Penso: início de ano é tempo de traçar planos e projetos. De arrumar gavetas a terminar aquele romance que há tempos vem se apagando no mofo dos papéis guardados no fundo do armário, mais sedutora é a ideia de planejar uma daquelas viagens tão sonhadas desde os tempos de escola, quando as aulas de história nos levavam nos longes do mundo antigo. Qual o quê?! Acordei sentindo uma saudade danada! Lembrança doída de sei lá quantas coisas deixadas pra trás no meio do caminho... Acho que foi aquele meu olhar na fotografia me olhando de soslaio, entre indagador e pensativo, trazendo de tempos idos o olhar amoroso de meu pai. Ouvi, desde a infância e ao longo de toda a vida, a categórica afirmação: essa menina se parece demais com o pai. É igualzinha a ele! Cônscia da ironia que escorria dessas palavras insistentes, que de tempos em tempos se repetiam, sabia que elas diziam mais, retratavam não apenas a evidência da semelhança aparente entre pai e filha, mas também o que lhe subjaz: dizia tudo que aquela menina não era, embora tanto se lhe ensinassem boas lições e prendas. Ainda assim aquela garota calada e tímida sentia orgulho de se descobrir, dia após dia, parecida com seu pai. Ah! Como esse olhar na fotografia me trouxe o próprio olhar de meu pai.

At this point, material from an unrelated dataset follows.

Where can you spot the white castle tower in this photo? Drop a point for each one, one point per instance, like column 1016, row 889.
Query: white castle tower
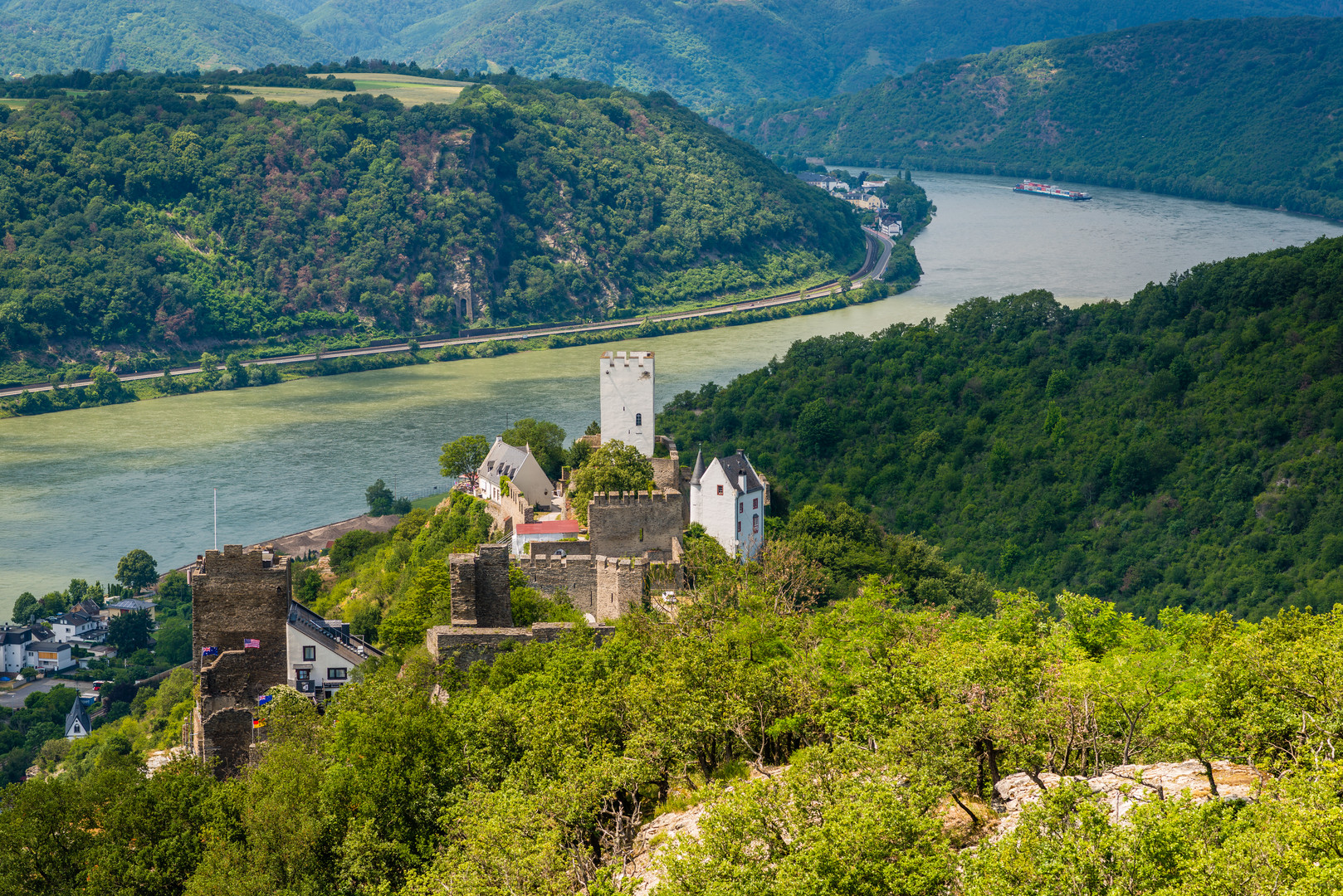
column 628, row 399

Que interesse despertarão no leitor essas banalidades que tais?! Saber talvez das fantasias de hoje nascidas outrora do encantamento encontrado nos livros lidos com o pai e em viagens sem fim a terras distantes sempre em companhia da lua nas madrugadas feitas de silêncio? Que saberá o leitor da magia de ver brotar da terra úmida e fertilizada do estreito quintal - onde, pelas mãos da criança, foram plantadas três sementes de cacau - a árvore com seus frutos dourados pelo sol e a roseira que dava rosas brancas em cachos, como nunca mais foram vistas, cultivadas pelas mãos cuidadosas e pelo olhar de minha mãe? Com ela descobri devagarinho, feita de silêncios, a harmonia das coisas boas e simples, aprendi a exigência das coisas bem-feitas, a delicadeza dos bordados. Com minha mãe conheci o que é exílio e o gosto indefinível da saudade.

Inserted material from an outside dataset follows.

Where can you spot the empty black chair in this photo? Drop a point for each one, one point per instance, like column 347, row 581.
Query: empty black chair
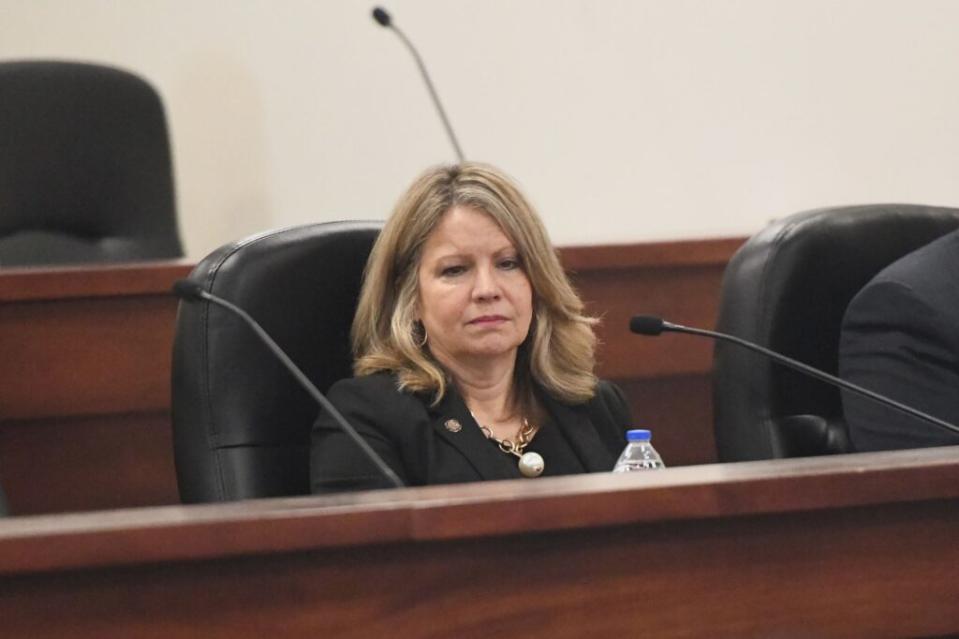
column 85, row 170
column 787, row 289
column 241, row 423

Que interesse pode haver numa crônica que, ao tentar falar de planos, mistura assim presente e passado, realidade e ficção? Escrever, fantasiar, lembrar, tudo gira em torno do vazio. É em torno do vazio que se borda a existência. Percebo agora novamente a luz que invade meu quarto para além das cortinas, e que me traz de volta, acordada, ao sonho e ao drama a que assisti ontem mesmo no cinema: uma história familiar que se passa numa pacata cidadezinha nos Alpes franceses se transforma com uma inesperada morte. A investigação da causa dessa misteriosa morte desdobra-se num extraordinário julgamento, cujo duelo entre acusação e defesa surpreende. O roteiro ágil e rico em diálogos traz uma reflexão contundente sobre a ambiguidade da vida e das emoções, e desnuda a complexidade das relações humanas, instigando-nos a perguntar o que seja, afinal, justiça. Em tempo: a direção e o roteiro, primorosos, são de Justine Triet. Que sensibilidade para abordar as sutilezas pertinentes à subjetividade e ao real da existência humana! Com que argúcia a arte espelha a dramática experiência do viver! Em tempo ainda: os personagens centrais da história, um homem e uma mulher, têm a peculiaridade de serem ambos escritores e de viverem, cada um deles, à sua maneira, uma forma muito própria de se relacionarem com a escrita. “A anatomia de uma queda”: um filme que não se pode deixar de ver. Faz pensar.